I was very angry and very upset when I found out. Even still, I can be angry about it, but I have to put it to one side, because it can dominate your life. I thought that was it that I would be left on my own, because we have no children. It was a complete shock. Even when he was initially diagnosed, I didn’t know anything about blood or haematology, and all I could think was that it was hepatitis C which was rampant at that stage – he had had a blood transfusion back in 1971.

When he was eventually diagnosed with multiple myeloma I had no clue what it was. There was such a lack of information. You think you are the only one. Even when I would meet people in the hospital, I had no idea what to ask. Now it seems to be more well-known, but at that time it wasn’t.

Talking to other people, they really didn’t understand it; they thought if you didn’t have to have an operation, then it was nothing, you were going to be fine.
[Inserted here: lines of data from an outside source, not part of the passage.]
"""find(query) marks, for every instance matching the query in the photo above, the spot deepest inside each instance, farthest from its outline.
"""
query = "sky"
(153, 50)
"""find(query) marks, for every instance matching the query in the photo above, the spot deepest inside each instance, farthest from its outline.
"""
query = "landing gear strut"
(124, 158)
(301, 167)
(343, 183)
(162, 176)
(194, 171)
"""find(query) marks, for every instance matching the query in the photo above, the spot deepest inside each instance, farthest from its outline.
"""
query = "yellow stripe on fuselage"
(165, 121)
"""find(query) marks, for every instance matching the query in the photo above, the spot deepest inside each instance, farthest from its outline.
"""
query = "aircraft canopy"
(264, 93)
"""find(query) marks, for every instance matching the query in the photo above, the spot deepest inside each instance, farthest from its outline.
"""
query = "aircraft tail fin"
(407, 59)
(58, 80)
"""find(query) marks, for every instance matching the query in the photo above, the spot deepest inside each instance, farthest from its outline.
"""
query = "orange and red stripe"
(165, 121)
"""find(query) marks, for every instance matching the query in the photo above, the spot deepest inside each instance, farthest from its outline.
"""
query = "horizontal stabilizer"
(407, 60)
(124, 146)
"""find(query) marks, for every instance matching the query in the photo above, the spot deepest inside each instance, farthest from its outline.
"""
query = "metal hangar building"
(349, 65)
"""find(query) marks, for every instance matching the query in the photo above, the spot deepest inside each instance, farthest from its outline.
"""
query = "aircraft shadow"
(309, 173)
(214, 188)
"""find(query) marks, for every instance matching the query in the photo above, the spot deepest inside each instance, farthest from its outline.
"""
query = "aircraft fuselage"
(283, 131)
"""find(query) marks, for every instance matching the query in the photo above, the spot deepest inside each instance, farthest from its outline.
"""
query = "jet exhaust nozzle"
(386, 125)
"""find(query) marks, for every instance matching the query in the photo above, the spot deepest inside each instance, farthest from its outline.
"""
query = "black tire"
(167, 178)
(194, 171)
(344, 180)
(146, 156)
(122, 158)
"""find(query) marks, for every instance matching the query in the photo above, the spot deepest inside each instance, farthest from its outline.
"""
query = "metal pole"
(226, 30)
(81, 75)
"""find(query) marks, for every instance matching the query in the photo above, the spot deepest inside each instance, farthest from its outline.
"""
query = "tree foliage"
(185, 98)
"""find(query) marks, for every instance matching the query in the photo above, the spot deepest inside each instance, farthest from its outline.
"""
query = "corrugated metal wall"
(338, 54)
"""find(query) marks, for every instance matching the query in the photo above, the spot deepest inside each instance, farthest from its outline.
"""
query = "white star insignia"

They also think if you look well, then you are well and you’ve gone back to normal. I don’t know what normal is supposed to mean, because your life will never go back to the way it was before.

His treatment was also tough to go through together. When he had his first cycles of chemo, I was worried about whether it would work or not and whether he would be able to get the stem cell transplant. The when he went through the transplant, he was so sick. I had the intention of just visiting him in St James’s but it turned out that I spent the entire three weeks there as I just couldn’t leave him. I found it really hard but they need all the support they can get. We would never have been near hospitals, Maurice had never even been to the GP or taken a day off work and this was a complete change. I was very much his carer in the earlier stages of his disease treatment.
Maurice had to stop working – he was a service manager in a garage, and he had such bad back pain he had to stop. The tiredness was another factor – he could have his breakfast in the morning after getting up and have to go back to sleep.

I work from home and would have been very busy, but that all changed when he was at home all day. I had to cut down my work significantly, I just couldn’t continue the way I had gone on before.
We used to go out two or three times a week, just for a social drink or to catch up with friends. We had to stop doing that as he wasn’t comfortable sitting down for a long period of time, he prefers being at home.
We also used to love walking – we would go on walking holidays to the Alps and places like that, but that had to stop. Maurice instead took up cycling, so we both have electric bikes and would go cycling a lot, weather-permitting. We still try and get away, but we are far more limited. This year we went to Croatia but the weather wasn’t good and Maurice doesn’t do well in the cold or the rain.
I would also try and get away on my own because we both need space at times. You need to remove yourself from the situation and get your head straight. You are always looking out for them, but you need to look out for yourself too.

People still don’t understand what we are going through, and it annoys me at times. They look at him and think he looks perfect, but you know better. People have a cold and they think it is nothing – it may be nothing to them but it is everything to a person with multiple myeloma. Maurice is doing really well at the moment. He only had one relapse about three years ago but his general health is good and I think the fact that he has no other underlying health problems has stood to him. His pain level is now what you’d call acceptable. He is now living well with multiple myeloma.